Ferrari responds

Michael Schumacher, Malaysian GP 2005

Michael Schumacher, Malaysian GP 2005 

 © The Cahier Archive

Ferrari has responded to the statement of the other nine Formula 1 teams about testing by saying that the team is the only one developing Bridgestone tyres and that this is not fair.

"When the previous testing agreement was coming to an end we tried to find a new compromise that took this situation into account but unfortunately this did not happen," said team spokesman Luca Colajanni. "Therefore we felt that no testing guidelines were in place any more."

Colajanni added that the testing was more efficient in terms of manpower and resources and that this will lead to a reduction in Ferrari's testing bill this year of around $2m.

This explanation is tenuous at best. Ferrari is the only major F1 team using Bridgestone rubber because the other teams that were supplied by Bridgestone came to the conclusion that the tyres being built were designed solely for Ferrari and felt that, as a result, Michelin was a better option. Whether this analysis is correct or not is not the issue at hand: that was the perception.

Ferrari's situation with tyres is, to a large extent, seen as being a situation of its own making, caused by its desire to win. The company could have agreed to a control tyre formula last October if it was worried about such inequalities. It did not.

When asked whether or not Ferrari accepted that the decision to throw away any testing bans might be viewed as an attempt to break up the anti-Ferrari alliance Colajanni did not answer the question. He was then asked whether Ferrari does any market research to ascertain the level of discontent amongst the fans about the team's current policies in F1. He said that the team judged the reaction of the fans by the number of Ferrari flags waving in the grandstands.

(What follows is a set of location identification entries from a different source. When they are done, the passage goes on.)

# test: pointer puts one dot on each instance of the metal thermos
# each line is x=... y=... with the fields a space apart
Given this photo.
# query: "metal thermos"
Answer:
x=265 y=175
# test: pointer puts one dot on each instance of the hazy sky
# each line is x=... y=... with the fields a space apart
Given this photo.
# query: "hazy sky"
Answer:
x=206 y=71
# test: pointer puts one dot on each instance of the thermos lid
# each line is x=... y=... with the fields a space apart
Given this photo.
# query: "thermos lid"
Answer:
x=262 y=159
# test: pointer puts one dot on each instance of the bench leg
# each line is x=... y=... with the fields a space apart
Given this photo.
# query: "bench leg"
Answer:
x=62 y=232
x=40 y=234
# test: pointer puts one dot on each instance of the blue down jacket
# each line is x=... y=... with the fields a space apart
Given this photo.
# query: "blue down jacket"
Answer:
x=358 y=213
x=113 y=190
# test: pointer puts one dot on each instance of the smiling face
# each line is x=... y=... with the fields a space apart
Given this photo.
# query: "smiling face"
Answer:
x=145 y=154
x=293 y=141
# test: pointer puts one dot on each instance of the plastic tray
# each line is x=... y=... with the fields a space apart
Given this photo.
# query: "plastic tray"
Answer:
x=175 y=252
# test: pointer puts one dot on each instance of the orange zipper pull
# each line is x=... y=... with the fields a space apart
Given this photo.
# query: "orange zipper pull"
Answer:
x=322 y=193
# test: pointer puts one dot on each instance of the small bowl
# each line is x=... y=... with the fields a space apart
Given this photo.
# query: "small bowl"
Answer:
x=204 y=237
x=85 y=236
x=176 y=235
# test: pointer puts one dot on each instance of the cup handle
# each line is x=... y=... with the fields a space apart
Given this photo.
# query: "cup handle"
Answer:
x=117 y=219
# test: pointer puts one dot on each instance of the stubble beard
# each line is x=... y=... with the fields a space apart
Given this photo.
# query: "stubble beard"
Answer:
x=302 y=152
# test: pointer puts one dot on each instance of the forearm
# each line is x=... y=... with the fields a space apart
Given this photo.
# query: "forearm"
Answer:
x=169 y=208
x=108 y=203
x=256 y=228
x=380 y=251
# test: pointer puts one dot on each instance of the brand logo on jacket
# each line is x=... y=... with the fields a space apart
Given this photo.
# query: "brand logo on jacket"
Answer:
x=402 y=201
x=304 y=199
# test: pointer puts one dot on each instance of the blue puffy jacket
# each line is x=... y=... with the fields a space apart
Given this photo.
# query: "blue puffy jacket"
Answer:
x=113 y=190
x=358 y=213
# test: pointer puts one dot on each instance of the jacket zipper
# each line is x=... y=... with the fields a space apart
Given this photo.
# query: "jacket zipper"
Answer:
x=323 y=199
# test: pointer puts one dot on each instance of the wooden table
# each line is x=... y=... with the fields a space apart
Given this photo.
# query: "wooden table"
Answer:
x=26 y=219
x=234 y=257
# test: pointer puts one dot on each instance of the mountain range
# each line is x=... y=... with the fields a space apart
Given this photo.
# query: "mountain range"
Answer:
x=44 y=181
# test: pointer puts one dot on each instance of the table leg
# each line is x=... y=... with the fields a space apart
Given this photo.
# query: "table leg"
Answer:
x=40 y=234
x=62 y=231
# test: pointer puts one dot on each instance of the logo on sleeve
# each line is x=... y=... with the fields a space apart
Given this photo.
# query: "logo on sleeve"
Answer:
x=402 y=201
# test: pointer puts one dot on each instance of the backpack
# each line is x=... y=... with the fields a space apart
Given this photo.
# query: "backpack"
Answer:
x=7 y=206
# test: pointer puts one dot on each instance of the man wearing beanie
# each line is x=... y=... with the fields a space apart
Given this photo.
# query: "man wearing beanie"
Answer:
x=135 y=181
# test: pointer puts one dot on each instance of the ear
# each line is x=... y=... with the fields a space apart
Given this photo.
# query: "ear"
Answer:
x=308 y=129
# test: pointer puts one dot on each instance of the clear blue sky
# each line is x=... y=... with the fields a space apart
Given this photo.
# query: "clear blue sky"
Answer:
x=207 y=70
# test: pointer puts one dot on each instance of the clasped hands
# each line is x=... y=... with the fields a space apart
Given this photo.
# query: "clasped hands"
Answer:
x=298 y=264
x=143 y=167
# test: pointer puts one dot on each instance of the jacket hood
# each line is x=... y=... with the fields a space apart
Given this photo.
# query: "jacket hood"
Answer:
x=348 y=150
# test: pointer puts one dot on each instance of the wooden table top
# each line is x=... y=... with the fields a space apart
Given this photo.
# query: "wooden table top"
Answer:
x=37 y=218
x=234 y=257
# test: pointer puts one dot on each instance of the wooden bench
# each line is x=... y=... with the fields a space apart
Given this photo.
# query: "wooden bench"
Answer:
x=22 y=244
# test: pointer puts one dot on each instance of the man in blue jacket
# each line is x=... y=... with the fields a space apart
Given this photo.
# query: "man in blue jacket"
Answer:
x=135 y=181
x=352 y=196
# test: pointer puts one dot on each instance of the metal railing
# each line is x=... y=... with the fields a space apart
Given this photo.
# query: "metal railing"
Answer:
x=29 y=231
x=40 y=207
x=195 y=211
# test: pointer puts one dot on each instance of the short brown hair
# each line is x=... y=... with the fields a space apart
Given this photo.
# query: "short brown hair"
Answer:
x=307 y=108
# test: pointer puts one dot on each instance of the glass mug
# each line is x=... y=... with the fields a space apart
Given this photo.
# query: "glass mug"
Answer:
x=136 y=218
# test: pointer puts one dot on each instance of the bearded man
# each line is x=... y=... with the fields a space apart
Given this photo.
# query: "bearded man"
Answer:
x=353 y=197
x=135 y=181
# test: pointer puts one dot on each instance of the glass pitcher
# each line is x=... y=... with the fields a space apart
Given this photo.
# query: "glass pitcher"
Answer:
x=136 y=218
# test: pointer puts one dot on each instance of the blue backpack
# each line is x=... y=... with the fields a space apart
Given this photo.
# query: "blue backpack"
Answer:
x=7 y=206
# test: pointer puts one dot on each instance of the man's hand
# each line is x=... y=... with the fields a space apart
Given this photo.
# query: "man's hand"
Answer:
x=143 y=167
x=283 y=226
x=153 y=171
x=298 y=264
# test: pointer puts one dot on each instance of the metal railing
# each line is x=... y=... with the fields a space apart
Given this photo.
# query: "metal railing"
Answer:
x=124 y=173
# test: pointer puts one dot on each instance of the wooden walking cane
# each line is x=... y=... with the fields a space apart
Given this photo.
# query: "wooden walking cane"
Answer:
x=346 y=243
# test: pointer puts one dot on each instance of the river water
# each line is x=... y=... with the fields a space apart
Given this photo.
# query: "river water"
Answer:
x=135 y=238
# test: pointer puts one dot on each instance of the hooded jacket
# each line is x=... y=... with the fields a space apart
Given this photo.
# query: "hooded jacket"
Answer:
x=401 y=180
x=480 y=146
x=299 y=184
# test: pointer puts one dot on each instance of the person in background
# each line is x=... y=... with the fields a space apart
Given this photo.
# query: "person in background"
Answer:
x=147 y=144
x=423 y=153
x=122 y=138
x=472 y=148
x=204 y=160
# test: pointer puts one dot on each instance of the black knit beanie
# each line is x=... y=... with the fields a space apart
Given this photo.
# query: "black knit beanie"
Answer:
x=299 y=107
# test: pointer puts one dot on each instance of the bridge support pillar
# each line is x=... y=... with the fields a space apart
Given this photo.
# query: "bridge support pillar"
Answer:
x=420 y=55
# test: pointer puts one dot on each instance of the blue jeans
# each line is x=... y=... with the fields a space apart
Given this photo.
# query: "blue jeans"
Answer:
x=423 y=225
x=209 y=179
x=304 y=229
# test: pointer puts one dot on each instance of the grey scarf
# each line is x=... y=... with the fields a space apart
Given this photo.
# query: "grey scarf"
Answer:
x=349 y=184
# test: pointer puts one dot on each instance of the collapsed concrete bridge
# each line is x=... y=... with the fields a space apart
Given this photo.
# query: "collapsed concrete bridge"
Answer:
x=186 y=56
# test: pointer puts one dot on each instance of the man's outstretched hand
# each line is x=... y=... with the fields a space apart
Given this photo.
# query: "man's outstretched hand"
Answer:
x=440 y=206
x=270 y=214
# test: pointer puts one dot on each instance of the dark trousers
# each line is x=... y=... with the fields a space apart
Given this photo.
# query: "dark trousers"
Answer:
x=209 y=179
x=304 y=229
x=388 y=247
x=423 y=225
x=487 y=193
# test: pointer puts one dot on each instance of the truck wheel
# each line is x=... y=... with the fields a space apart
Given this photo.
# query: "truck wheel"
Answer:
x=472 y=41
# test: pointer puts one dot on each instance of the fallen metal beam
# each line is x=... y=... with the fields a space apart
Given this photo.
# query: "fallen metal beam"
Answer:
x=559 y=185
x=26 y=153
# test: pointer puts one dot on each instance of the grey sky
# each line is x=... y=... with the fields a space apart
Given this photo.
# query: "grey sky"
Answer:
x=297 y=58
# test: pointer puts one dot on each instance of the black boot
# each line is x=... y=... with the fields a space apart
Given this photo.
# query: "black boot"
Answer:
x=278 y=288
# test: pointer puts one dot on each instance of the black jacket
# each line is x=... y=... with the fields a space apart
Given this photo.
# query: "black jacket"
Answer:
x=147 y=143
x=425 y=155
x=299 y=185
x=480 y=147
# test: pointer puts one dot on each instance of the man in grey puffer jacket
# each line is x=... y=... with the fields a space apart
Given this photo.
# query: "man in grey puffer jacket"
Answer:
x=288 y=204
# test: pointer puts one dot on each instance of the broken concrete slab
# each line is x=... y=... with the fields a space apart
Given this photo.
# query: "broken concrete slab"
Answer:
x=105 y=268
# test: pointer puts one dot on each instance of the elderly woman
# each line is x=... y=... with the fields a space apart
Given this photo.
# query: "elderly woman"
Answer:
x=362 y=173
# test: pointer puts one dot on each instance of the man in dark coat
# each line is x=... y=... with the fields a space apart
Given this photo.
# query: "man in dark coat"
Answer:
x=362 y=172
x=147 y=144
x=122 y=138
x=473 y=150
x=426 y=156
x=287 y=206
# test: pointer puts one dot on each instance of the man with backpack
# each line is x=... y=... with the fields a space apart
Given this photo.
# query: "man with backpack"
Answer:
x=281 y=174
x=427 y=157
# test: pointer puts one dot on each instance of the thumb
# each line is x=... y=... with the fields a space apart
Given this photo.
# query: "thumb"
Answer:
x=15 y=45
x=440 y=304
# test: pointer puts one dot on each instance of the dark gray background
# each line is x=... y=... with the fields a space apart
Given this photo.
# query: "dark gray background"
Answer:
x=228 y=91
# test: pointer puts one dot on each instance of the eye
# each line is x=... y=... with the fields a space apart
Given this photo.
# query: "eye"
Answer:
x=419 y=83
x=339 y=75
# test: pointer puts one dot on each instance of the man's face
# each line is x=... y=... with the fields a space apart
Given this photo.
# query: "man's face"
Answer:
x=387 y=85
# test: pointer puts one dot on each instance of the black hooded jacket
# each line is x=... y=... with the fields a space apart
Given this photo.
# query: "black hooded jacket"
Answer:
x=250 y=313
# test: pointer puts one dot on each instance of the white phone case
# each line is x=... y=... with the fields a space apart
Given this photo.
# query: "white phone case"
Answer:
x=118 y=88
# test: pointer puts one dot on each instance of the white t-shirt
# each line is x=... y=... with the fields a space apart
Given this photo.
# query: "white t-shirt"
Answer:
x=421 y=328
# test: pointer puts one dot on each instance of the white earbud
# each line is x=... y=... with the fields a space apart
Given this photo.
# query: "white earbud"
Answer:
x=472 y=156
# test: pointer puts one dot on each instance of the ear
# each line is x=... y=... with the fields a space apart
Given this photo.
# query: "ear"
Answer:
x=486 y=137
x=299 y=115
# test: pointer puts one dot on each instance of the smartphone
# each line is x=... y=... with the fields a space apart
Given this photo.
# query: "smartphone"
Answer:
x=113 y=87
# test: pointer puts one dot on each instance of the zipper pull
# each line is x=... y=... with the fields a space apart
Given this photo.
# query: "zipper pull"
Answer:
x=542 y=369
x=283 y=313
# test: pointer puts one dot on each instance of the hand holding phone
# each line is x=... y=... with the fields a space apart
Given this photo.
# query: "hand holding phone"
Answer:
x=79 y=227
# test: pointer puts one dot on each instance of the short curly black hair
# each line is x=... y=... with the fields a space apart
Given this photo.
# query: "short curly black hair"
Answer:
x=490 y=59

It was pointed out that in recent months the majority of the feedback to the F1 media has been negative towards Ferrari. Colajanni said that the F1 media does not represent the racing public because its members are not elected to their positions. In fact, this is exactly what happens: people read certain publications and not others and thus the publications which best reflect public opinion survive and the others do not.

What is clear from this exchange is that Ferrari either does not see the wave of feeling that exists against its current policies amongst F1 fans; or it does not care.

We can only judge the situation based on our feedback and it is fair to say that the majority of this is anti-Ferrari. There is a small but voceriferous pro-Ferrari minority who criticize any stories which reflect the feedback we receive from other fans.

While Colajanni's remarks might be judged as being clumsy it is probably fair to say that Ferrari has now reached the point at which it no longer listens to the other teams and no longer listens to criticism in the media.

There was a time when one would never hear the suggestion that the sport would be better off without Ferrari but increasingly that is a view being heard in F1 circles.

We believe the trend is increasing.

Ferrari, however, seems unlikely to accept that view until there are fewer Ferrari flags in the grandstands.